Now one thing I did not even think of, I’m particularly naive I guess, is that these healthy bloggers may be putting up a front. They might pile a plate high with fruit, yogurt, veggies, almonds, etc., and then toss the majority of the meal, afraid to gain a few pounds and put their entire blog to shame. When you become a big shot blogger, with tens of thousands of viewers per month and an actual substantial income, the pressure is on. All eyes are on you, and the anonymous nature of the internet opens these bloggers up to cruel comments and vicious readers. I would probably crumble under such scrutiny, so I can’t even imagine the pressure on these people to look good and live what they preach.
Alright, so now on to me. When I started this blog I was solely looking to establish a base for my career, a fun peek into the world of health and fitness that sparks debate and shows my personal credentials.

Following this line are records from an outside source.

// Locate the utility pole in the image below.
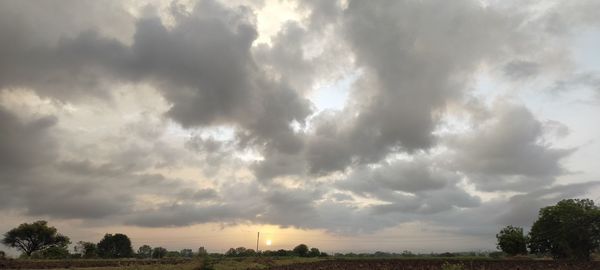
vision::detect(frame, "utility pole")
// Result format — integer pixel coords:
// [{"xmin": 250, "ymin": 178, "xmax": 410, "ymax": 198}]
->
[{"xmin": 256, "ymin": 232, "xmax": 260, "ymax": 253}]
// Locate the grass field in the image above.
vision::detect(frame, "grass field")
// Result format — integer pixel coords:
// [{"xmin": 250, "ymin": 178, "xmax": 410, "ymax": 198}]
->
[{"xmin": 0, "ymin": 257, "xmax": 600, "ymax": 270}]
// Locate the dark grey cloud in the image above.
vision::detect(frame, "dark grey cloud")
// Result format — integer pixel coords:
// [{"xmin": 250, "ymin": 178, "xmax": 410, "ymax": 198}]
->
[
  {"xmin": 0, "ymin": 0, "xmax": 311, "ymax": 156},
  {"xmin": 504, "ymin": 60, "xmax": 539, "ymax": 80},
  {"xmin": 336, "ymin": 160, "xmax": 480, "ymax": 214},
  {"xmin": 0, "ymin": 106, "xmax": 58, "ymax": 174},
  {"xmin": 0, "ymin": 0, "xmax": 600, "ymax": 245},
  {"xmin": 448, "ymin": 104, "xmax": 575, "ymax": 191},
  {"xmin": 294, "ymin": 1, "xmax": 520, "ymax": 173}
]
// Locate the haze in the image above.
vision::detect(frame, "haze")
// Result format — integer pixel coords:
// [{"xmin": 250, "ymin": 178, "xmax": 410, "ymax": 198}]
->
[{"xmin": 0, "ymin": 0, "xmax": 600, "ymax": 253}]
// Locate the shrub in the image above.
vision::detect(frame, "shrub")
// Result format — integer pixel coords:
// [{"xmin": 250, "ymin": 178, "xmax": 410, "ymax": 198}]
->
[{"xmin": 442, "ymin": 262, "xmax": 465, "ymax": 270}]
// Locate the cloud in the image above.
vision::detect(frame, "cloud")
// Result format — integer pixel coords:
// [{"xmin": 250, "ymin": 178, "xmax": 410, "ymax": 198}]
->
[
  {"xmin": 0, "ymin": 0, "xmax": 600, "ymax": 247},
  {"xmin": 448, "ymin": 104, "xmax": 575, "ymax": 191}
]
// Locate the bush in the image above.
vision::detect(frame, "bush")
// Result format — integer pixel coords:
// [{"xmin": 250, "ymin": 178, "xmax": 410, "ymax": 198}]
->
[
  {"xmin": 496, "ymin": 226, "xmax": 527, "ymax": 256},
  {"xmin": 152, "ymin": 247, "xmax": 167, "ymax": 259},
  {"xmin": 442, "ymin": 262, "xmax": 465, "ymax": 270}
]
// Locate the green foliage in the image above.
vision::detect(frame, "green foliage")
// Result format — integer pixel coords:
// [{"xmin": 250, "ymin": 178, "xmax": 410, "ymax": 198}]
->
[
  {"xmin": 496, "ymin": 226, "xmax": 527, "ymax": 256},
  {"xmin": 165, "ymin": 251, "xmax": 181, "ymax": 258},
  {"xmin": 307, "ymin": 248, "xmax": 321, "ymax": 257},
  {"xmin": 36, "ymin": 246, "xmax": 69, "ymax": 260},
  {"xmin": 529, "ymin": 199, "xmax": 600, "ymax": 260},
  {"xmin": 75, "ymin": 241, "xmax": 98, "ymax": 259},
  {"xmin": 138, "ymin": 245, "xmax": 152, "ymax": 259},
  {"xmin": 442, "ymin": 262, "xmax": 465, "ymax": 270},
  {"xmin": 488, "ymin": 251, "xmax": 504, "ymax": 259},
  {"xmin": 152, "ymin": 247, "xmax": 167, "ymax": 259},
  {"xmin": 179, "ymin": 248, "xmax": 194, "ymax": 258},
  {"xmin": 198, "ymin": 247, "xmax": 208, "ymax": 257},
  {"xmin": 2, "ymin": 220, "xmax": 71, "ymax": 256},
  {"xmin": 97, "ymin": 233, "xmax": 133, "ymax": 258},
  {"xmin": 292, "ymin": 244, "xmax": 308, "ymax": 257}
]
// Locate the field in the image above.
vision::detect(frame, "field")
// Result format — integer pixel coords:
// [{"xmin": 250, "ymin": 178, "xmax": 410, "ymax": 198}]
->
[
  {"xmin": 270, "ymin": 259, "xmax": 600, "ymax": 270},
  {"xmin": 0, "ymin": 257, "xmax": 600, "ymax": 270}
]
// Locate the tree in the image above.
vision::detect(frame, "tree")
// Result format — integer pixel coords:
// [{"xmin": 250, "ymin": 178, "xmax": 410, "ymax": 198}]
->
[
  {"xmin": 496, "ymin": 226, "xmax": 527, "ymax": 256},
  {"xmin": 308, "ymin": 248, "xmax": 321, "ymax": 257},
  {"xmin": 98, "ymin": 233, "xmax": 133, "ymax": 258},
  {"xmin": 225, "ymin": 248, "xmax": 237, "ymax": 257},
  {"xmin": 179, "ymin": 248, "xmax": 194, "ymax": 258},
  {"xmin": 165, "ymin": 251, "xmax": 181, "ymax": 258},
  {"xmin": 2, "ymin": 220, "xmax": 71, "ymax": 256},
  {"xmin": 198, "ymin": 247, "xmax": 208, "ymax": 257},
  {"xmin": 152, "ymin": 247, "xmax": 167, "ymax": 259},
  {"xmin": 75, "ymin": 241, "xmax": 98, "ymax": 258},
  {"xmin": 138, "ymin": 245, "xmax": 152, "ymax": 258},
  {"xmin": 293, "ymin": 244, "xmax": 308, "ymax": 257},
  {"xmin": 529, "ymin": 199, "xmax": 600, "ymax": 260},
  {"xmin": 35, "ymin": 246, "xmax": 70, "ymax": 259}
]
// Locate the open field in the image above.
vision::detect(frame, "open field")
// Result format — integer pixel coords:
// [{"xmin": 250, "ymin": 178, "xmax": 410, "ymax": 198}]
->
[
  {"xmin": 0, "ymin": 257, "xmax": 600, "ymax": 270},
  {"xmin": 0, "ymin": 259, "xmax": 197, "ymax": 269},
  {"xmin": 270, "ymin": 259, "xmax": 600, "ymax": 270}
]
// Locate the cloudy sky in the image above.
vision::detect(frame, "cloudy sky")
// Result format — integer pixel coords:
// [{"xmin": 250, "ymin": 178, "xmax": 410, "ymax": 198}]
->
[{"xmin": 0, "ymin": 0, "xmax": 600, "ymax": 253}]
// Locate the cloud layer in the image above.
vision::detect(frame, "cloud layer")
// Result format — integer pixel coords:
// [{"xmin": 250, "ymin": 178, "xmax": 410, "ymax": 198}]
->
[{"xmin": 0, "ymin": 0, "xmax": 599, "ymax": 250}]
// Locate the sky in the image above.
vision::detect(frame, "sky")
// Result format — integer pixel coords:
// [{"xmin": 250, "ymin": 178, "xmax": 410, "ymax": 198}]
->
[{"xmin": 0, "ymin": 0, "xmax": 600, "ymax": 254}]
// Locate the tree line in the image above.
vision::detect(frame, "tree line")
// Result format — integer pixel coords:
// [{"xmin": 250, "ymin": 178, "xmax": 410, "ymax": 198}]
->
[
  {"xmin": 0, "ymin": 220, "xmax": 328, "ymax": 259},
  {"xmin": 496, "ymin": 199, "xmax": 600, "ymax": 261}
]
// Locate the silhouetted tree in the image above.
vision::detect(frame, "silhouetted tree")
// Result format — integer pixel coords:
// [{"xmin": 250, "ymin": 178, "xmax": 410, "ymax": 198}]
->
[
  {"xmin": 225, "ymin": 248, "xmax": 237, "ymax": 257},
  {"xmin": 165, "ymin": 251, "xmax": 181, "ymax": 258},
  {"xmin": 138, "ymin": 245, "xmax": 152, "ymax": 259},
  {"xmin": 496, "ymin": 226, "xmax": 527, "ymax": 256},
  {"xmin": 2, "ymin": 220, "xmax": 71, "ymax": 256},
  {"xmin": 179, "ymin": 248, "xmax": 194, "ymax": 258},
  {"xmin": 97, "ymin": 233, "xmax": 133, "ymax": 258},
  {"xmin": 293, "ymin": 244, "xmax": 308, "ymax": 257},
  {"xmin": 529, "ymin": 199, "xmax": 600, "ymax": 260},
  {"xmin": 34, "ymin": 246, "xmax": 70, "ymax": 259},
  {"xmin": 75, "ymin": 241, "xmax": 98, "ymax": 258},
  {"xmin": 198, "ymin": 247, "xmax": 208, "ymax": 257},
  {"xmin": 152, "ymin": 247, "xmax": 167, "ymax": 259},
  {"xmin": 308, "ymin": 248, "xmax": 321, "ymax": 257}
]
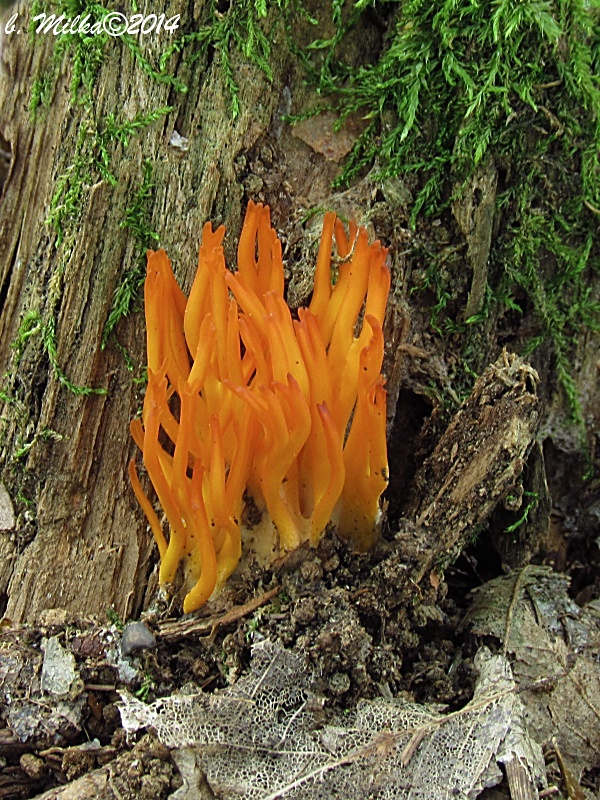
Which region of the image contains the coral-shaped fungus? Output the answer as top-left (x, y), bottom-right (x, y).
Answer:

I did and still do struggle with the balance of personal vs. professional, often keeping details of my life off the internet. The problem with keeping personal details quiet? You can’t exactly connect with readers, thus resulting in a sterile website. A website that doesn’t have an environment of community, of discussion, of sharing.
I try to find a balance between documenting my own life and providing you with cool information in the industry, and I hope I’m doing a relatively decent job. Blogging is a tough, time-consuming activity, and I’m working hard every week to churn out some solid posts. It may not document my daily meals, but that would bore me…and most likely bore you!
One thing that I will faithfully preach on this blog is that nothing is a front–my recipes are food I’ve eaten and my workouts are always something I’ve tried. I am very far from being a perfect picture of health and fitness and hopefully I’m showing you that life isn’t all about being healthy–it’s about LIVING LIFE!
Do you guys see any unhealthy habits amongst bloggers?